Что это? Трусость? Усталость? Безмозглость? Где Наше личное, Наше национальное самосознание? По какому праву, по какой такой Конституции Мы вверили наши судьбы, судьбы наших детей неограниченной власти ограниченных людей? При нашем попустительстве выпотрошен великий народ, обесчещена Наша история, унизительно Наше настоящее, непроглядно Наше будущее. Свинцовой, смердящей, огненной тучей мы нависли над другими народами. Что мы суемся туда? Чем облагодетельствуем в результате мировой революции? Что несем? Нашу же нищету и боль.

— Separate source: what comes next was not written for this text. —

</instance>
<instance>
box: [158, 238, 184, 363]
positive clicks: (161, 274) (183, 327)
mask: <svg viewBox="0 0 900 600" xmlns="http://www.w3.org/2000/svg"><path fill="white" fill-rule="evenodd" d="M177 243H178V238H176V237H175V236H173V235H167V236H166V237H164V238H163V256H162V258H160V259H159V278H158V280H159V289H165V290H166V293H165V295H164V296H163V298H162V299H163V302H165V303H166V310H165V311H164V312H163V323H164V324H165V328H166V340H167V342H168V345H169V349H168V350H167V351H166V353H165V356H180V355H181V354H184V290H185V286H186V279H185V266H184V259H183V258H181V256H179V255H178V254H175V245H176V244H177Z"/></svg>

Сказано: каждый народ достоин того правительства, которое он имеет. Советская партократия — Наше порождение. Нечего в заплеванных курительных с оглядкой пенять на правительство. Для нас оно — зеркало: Мы видим в нем Свое отражение. Какое оно, таковы и Мы. Вот почему и эта Конституция и сам характер «обсуждения» ее: — свидетельство Нашего общего, национального позора. Пора бы прозреть. Хватит молчать и лгать Себе. Изменимся Мы — изменится и правительство. Будет у Нас Закон и будет кому за него заступиться. Но — когда?

Однажды поэт сказал:

Когда уж не было ни дерзости, ни сил, Когда все под ярмом клонили молча выи, Я уходил в страну молчанья и могил, В века загадочно-былые...

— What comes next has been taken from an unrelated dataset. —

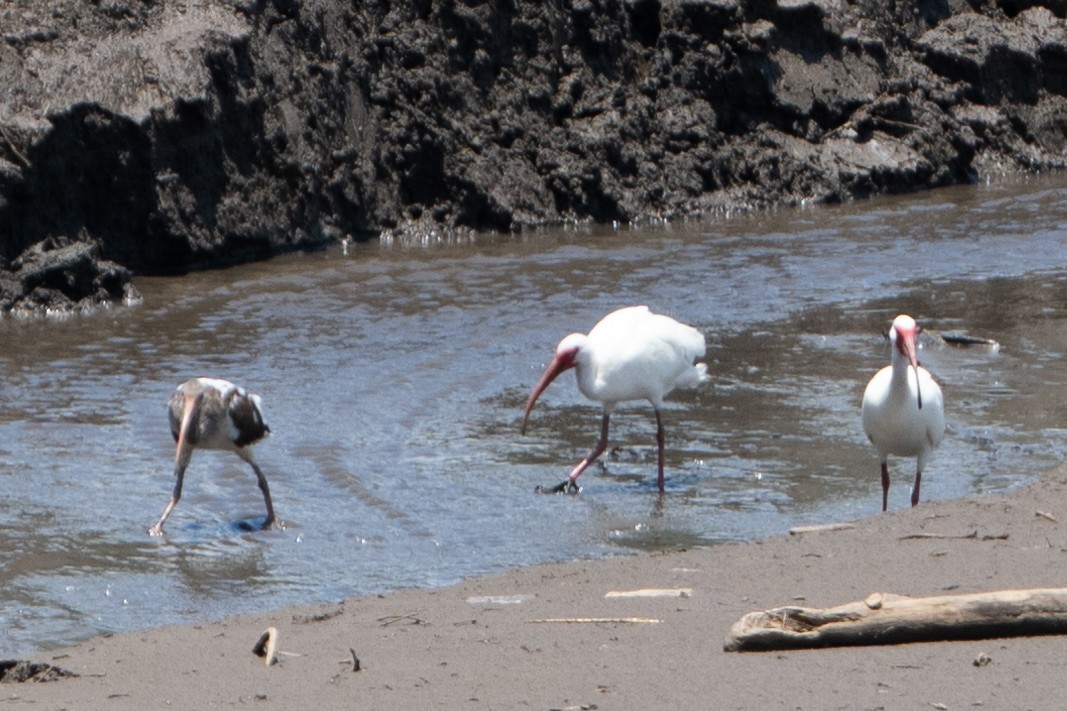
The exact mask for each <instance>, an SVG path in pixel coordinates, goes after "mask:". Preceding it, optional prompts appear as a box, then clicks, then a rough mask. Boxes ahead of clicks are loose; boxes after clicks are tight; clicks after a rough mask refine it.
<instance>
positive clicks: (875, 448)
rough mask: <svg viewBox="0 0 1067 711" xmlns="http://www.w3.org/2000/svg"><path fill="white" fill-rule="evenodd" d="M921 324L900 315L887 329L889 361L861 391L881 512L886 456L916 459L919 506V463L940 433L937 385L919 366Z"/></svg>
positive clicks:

Прошло 60 «победоносных» лет. Неужто и теперь нет другого выхода? Неужто и теперь нас хватит только на эту вот ностальгическую ноту?

1977 г.

 

Два стихотворения

Заведу себе собаку, Ласкового пса. Будет с кем теперь поплакать, Во дворе поссать. Друг мой, Друг мой рыжей масти, Счастье не в штанах. Все мы сволочи отчасти Хуже всех она. Что б ей в мире пусто было, А в награду шиш. Старый кобель, Друг мой милый, Что же ты молчишь...

* * *

Слово — серебро, Молчанье — золото. Сотворили ночь средь бела дня. Резали серпом, Дробили молотом. Все молчали: лишь бы не меня Десять лет колымил смолоду К лысине усвоил наизусть Слово — серебро, Молчанье — золото. Гнусный мир, Я сам себя боюсь.